1% glass of milk, (personally, I drink 2%, but I have the figures for a cup of 1% so we’ll run with it) a bagel, and a handful of strawberries = 414 calories, 4 grams of fat, 71 grams of carbs, and 18 grams of protein.
1% glass of milk, 30 grams Ultra Whey More, and handful strawberries = 274 calories, 3 grams of fat, 23.3 grams of carbs, and 35 grams of protein.

So, the milk and bagel with fruit gives you more calories, more carbs than proteins, and some slight fat. In other words, the sort of healthy snack you need to become bigger, stronger, and faster. The protein powder gives you more protein than carbs, which we know is the wrong way ‘round, and no fats. But, wait! We’ve already learned that you need carbs and fats to replenish lost energy! Oh, dear. In fact, by looking back at the stuff on how proteins, fats, and cabs work, we see that protein powders (“It’s pow-dah! Say it Frenchy!”) don’t help you at all, really.

Supplements are pricey. Why? Because people don’t educate themselves. Check some labels, kids. Do you really need the Powersauce bar, with the secret ingredient that unleashes the awesome power of apples? Or would a plain cereal bar deliver the same goods? How about a plain ol’ Figgie Newton? There’s a reason they get put in the box lunches, y’know. Hell, dried fruit and trail mix will often supply as much, or more carbs, with extra nutrients. But you go ahead, keep on only eating food in bar form. (3 Simpsons references, 2 paragraphs. Sweet.)

For more info: www.coach.ca/e/nutrition/resources.htm.


----------



## Hot Lips

I conquer with most of the information here Paracowboy and would like to add a few points if I may...
Your nutritional needs will vary on the setting you are in and the demands on your body...
That being said it is very important to keep your protein levels adequate if you are demanding much from your muscles...there is a research study which proves that even people who are bed ridden benefit from a protein supplement...as those who were not supplemented lost most muscle mass through decreased use, then the individuals who had a protein supplement.

They do have there place...they are used in health care...healing is promoted with an adequate protein intake.

Watch the type of fat you take in...it may not make you fat on the outside but it may be lining your blood vessels and coating your internal organs with some nice fat/plaque build up...I have seen lean people have heart attacks

A heart healthy diet is important as well...I use skim milk...it is fat free...the amount of protein and calcium is unchanged in skim you just don't get the fat with it and the fat in milk is an animal fat and it's not great for you (adults)

Watch the fats in crackers and bagels and the lot...they are ususally not good fats...in fact there are more trans/saturated fats in crackers than most other bread/cereal choices...so just try to make as educated a choice as you can...every little bit helps...of course this is day to day and when you have time and are in control of what you eat

You need fats in the body...they carry fat soluble vitamins through the body...if they are not available these vitamins can not be utilized by the body

I do carry/use protein supplements...it makes it less tempting to grab something when I am out hiking/doing outdoor activities then stopping at a corner store on my way home because I am starving...just be smart about using them...do your research and don't waste your money...egg whites cost me as much as a protein shake and I often don't have time to whip up those eggs...so it is convenient

Always eat your fruits and veggies...they have so much to offer including anti-cancer properties...proported anti-aging properties and much more...the darkest greens and the orangest oranges are the colors of the most nutrient rich veggies...all previously mentioned  

Be well
HL


----------



## paracowboy

sent an e-mail to the Brigade Health Promotion Director on "fat bagels", and fats and got this in return:





> Hey there!
> Well…bagels if made with hydrogenated vegetable fats will contain trans fats - in varying degrees, depending on how high in fat they are.
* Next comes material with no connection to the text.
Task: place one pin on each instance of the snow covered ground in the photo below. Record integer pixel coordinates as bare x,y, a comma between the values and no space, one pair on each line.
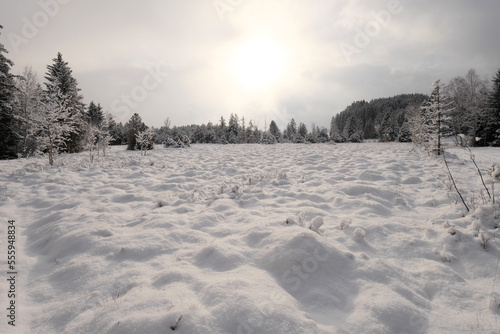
351,238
If you look on the label and saturated fats are listed, trans may be listed as well. Bagels are also a very good source of complex carbs, so avoiding them because of trans fats isn’t necessarily sound advice. Your best bet is to read labels and look for bagels that are made with either non-hydrogenated vegetable products or good old oil - then they will be trans fat free. You will be better served avoiding things like cookies, crackers and frozen waffles/pancakes and other processed foods to decrease your trans fat intake.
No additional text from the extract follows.